Personal information
- Born: 10 March 1934 Nagyhalász, Hungary
- Died: 12 August 2020 (aged 86) Vác, Hungary
- Height: 1.84 m (6 ft 0 in)
- Weight: 82 kg (181 lb)

Sport
- Sport: Javelin throw
- Club: Építők SC, Budapest TFSE, Budapest

Medal record
Men's athletics
Representing Hungary
Olympic Games
| Silver medal – second place | 1964 Tokyo | Javelin throw |
| Bronze medal – third place | 1960 Rome | Javelin throw |
| Bronze medal – third place | 1968 Mexico City | Javelin throw |
European Championships
| Bronze medal – third place | 1958 Stockholm | Javelin throw |
| Bronze medal – third place | 1966 Budapest | Javelin throw |
Universiade
| Gold medal – first place | 1961 Sofia | Javelin throw |
| Silver medal – second place | 1959 Turin | Javelin throw |

= Gergely Kulcsár =

Hungarian javelin thrower (1934–2020)

Gergely Kulcsár (10 March 1934 – 12 August 2020) was a Hungarian javelin thrower.
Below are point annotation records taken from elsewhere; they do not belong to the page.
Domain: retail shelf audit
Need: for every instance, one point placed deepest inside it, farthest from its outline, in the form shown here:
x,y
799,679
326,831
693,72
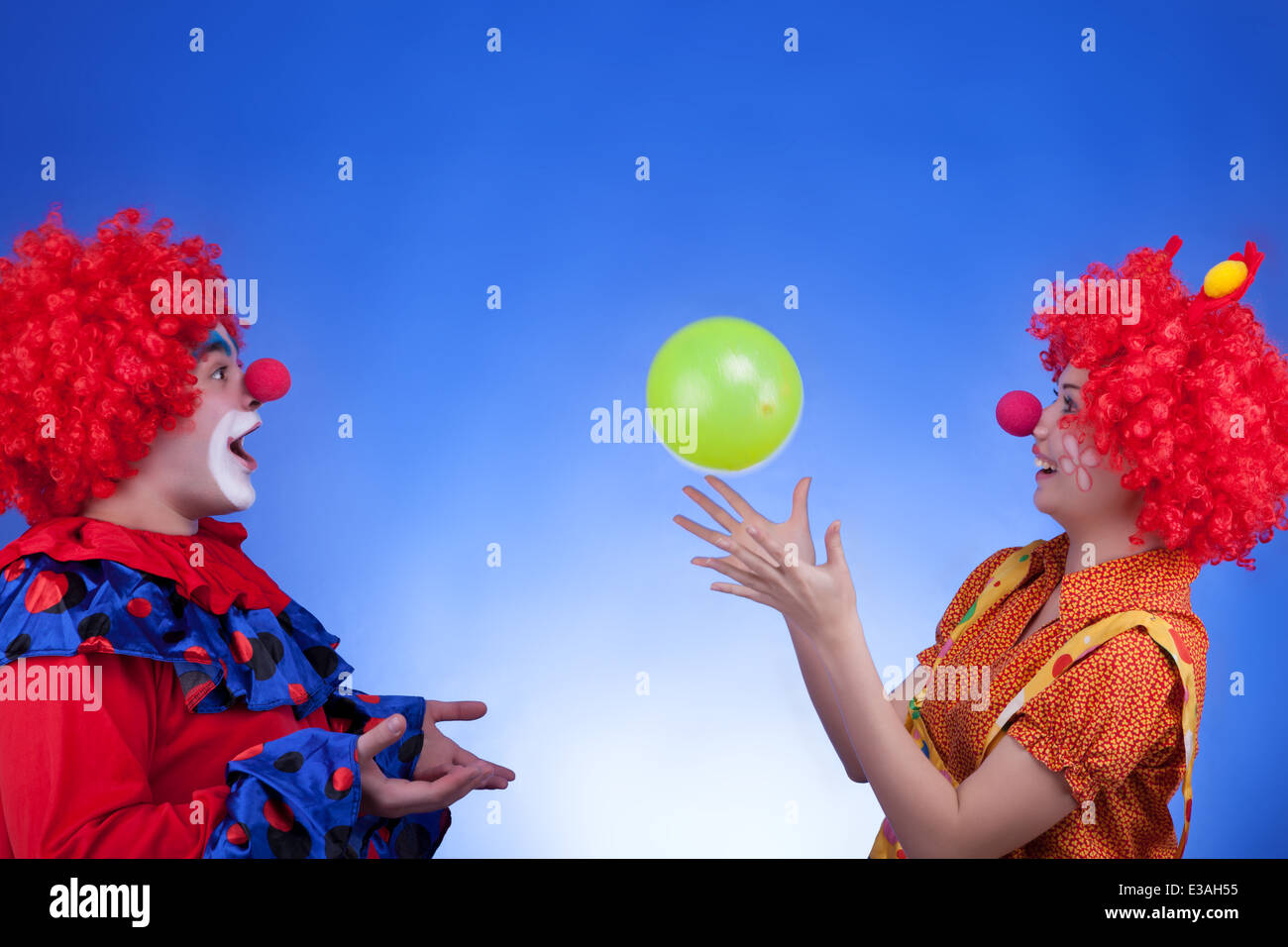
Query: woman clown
x,y
1164,447
214,716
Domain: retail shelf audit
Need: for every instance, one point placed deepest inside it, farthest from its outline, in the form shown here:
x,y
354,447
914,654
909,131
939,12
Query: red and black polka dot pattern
x,y
292,797
267,660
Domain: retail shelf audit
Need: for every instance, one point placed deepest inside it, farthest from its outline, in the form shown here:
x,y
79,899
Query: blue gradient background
x,y
472,425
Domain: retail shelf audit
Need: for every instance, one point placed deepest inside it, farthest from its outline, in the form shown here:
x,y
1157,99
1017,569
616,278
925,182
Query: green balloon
x,y
722,393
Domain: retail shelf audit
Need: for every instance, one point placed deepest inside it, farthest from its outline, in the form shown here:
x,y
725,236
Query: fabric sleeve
x,y
966,595
81,789
411,836
296,796
73,779
1117,709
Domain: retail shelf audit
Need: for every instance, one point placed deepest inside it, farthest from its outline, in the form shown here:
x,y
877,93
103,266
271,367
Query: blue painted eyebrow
x,y
213,342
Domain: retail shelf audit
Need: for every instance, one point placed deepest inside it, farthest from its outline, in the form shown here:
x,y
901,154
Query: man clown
x,y
160,696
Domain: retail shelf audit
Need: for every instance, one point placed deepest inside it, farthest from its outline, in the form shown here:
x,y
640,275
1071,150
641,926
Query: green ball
x,y
733,382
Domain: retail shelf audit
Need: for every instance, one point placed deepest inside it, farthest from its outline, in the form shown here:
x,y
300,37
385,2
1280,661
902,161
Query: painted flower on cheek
x,y
1074,463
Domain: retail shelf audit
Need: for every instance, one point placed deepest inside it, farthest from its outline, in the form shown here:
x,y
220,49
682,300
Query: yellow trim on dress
x,y
1004,579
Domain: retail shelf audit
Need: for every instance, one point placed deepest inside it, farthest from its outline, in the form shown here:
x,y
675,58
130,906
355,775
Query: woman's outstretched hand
x,y
768,565
793,532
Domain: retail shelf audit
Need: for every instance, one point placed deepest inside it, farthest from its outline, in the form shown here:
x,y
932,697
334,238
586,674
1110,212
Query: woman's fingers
x,y
715,510
711,535
698,530
800,500
773,547
743,591
760,564
726,566
734,499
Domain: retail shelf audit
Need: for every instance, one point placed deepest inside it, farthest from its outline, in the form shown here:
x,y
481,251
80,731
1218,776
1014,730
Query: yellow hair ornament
x,y
1224,278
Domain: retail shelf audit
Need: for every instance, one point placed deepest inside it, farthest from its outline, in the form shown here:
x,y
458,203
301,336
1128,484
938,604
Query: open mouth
x,y
239,450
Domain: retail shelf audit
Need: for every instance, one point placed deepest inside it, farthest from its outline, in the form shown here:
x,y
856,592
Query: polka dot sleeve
x,y
411,836
967,592
1113,711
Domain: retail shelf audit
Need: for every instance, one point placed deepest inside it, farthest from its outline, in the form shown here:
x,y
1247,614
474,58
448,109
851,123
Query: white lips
x,y
252,428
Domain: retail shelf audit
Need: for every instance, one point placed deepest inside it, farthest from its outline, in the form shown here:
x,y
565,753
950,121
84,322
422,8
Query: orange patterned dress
x,y
1112,724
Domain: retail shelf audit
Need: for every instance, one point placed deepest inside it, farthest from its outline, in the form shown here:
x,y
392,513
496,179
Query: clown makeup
x,y
230,464
226,458
1074,482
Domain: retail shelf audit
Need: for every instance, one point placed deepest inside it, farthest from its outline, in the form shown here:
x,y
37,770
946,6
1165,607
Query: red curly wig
x,y
1193,395
89,373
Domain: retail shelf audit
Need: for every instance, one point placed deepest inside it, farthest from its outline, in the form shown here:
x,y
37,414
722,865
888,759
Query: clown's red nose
x,y
267,379
1019,412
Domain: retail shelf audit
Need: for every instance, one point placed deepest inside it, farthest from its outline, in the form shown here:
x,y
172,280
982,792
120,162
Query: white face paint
x,y
232,472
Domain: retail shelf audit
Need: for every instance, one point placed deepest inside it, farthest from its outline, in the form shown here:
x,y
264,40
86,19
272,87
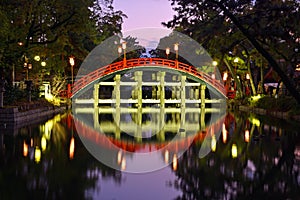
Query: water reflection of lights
x,y
175,162
224,133
25,149
167,155
72,148
119,157
234,151
37,154
247,136
43,143
123,163
213,143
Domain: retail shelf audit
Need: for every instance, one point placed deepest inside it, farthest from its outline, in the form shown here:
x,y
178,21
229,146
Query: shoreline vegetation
x,y
21,113
285,108
26,113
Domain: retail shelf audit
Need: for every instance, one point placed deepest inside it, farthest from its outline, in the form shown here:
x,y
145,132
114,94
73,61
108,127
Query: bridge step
x,y
154,101
144,110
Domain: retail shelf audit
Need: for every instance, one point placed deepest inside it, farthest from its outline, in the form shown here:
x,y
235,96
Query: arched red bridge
x,y
120,66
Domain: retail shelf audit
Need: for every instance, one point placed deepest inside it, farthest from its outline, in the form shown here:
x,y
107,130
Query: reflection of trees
x,y
265,168
56,176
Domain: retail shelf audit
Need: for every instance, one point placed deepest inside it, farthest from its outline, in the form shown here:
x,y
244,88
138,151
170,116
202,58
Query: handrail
x,y
131,63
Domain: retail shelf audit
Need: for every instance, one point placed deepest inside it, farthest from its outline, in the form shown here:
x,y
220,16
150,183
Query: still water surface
x,y
253,158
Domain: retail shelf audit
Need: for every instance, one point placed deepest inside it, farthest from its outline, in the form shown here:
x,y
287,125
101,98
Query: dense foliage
x,y
261,30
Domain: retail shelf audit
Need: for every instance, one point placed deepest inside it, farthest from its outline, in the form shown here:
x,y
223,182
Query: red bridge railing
x,y
132,63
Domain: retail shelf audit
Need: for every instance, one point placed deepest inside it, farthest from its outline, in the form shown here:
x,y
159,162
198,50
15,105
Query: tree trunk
x,y
234,75
262,51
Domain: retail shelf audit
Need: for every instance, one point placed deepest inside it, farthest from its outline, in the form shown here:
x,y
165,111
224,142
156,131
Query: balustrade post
x,y
96,106
182,95
202,96
162,99
118,104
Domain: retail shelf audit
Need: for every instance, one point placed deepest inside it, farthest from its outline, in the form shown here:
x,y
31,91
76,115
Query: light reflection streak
x,y
25,149
72,148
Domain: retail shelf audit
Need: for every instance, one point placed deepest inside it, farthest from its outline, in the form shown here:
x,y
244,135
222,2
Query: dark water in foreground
x,y
254,158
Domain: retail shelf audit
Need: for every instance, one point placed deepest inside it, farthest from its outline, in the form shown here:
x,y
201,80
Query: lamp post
x,y
167,52
124,46
236,60
214,63
176,48
27,67
119,50
72,63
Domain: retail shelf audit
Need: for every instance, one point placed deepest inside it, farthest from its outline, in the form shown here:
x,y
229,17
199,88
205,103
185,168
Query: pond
x,y
240,156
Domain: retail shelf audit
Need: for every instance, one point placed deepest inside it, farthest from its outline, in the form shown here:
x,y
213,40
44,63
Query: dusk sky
x,y
145,14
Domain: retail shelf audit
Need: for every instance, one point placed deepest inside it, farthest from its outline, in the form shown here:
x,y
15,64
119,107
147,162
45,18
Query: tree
x,y
54,30
222,25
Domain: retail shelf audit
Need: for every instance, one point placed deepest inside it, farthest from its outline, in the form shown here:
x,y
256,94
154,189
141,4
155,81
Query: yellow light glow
x,y
37,155
25,149
123,163
234,151
119,49
176,46
167,155
43,143
119,157
213,143
72,148
37,58
247,136
72,61
255,98
247,76
224,133
256,122
43,63
167,50
175,162
124,45
215,63
225,76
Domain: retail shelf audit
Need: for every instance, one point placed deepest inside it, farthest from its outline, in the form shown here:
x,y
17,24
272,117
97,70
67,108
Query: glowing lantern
x,y
167,155
119,157
37,155
43,143
25,149
224,133
247,136
123,163
234,151
72,148
175,162
213,143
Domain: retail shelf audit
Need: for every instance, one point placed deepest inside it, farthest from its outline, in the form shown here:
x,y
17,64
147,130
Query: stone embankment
x,y
271,113
13,117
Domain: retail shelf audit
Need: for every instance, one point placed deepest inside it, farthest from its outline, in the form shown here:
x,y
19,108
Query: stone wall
x,y
14,117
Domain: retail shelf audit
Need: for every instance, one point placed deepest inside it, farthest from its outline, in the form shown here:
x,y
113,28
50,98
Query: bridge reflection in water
x,y
147,110
128,146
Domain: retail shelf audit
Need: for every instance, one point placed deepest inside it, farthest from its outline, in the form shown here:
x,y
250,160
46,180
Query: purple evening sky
x,y
144,13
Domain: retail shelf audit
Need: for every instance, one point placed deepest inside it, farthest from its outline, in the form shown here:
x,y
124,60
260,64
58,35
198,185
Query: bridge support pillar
x,y
182,95
162,99
202,96
96,105
117,105
202,119
139,77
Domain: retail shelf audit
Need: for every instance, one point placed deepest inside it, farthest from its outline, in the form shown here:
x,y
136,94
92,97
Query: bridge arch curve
x,y
121,67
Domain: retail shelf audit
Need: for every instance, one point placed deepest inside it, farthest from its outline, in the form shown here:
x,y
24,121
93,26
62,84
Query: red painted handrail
x,y
137,62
He competed at the 1960, 1964, 1968 and 1972 Olympics and won two bronze medals, in 1960 and 1968, and a silver medal in 1964. He was the Olympic flag bearer for Hungary in 1964, 1968, and 1972.

Kulcsár was the first Hungarian to throw over 80 meters and won the national title eight times. Between 1975 and 1980 he was the coach of the Hungarian national throwing team. His trainees included Miklós Németh, a 1976 Olympic champion. From 1981 to 1993 he coached the national throwing team of Kuwait.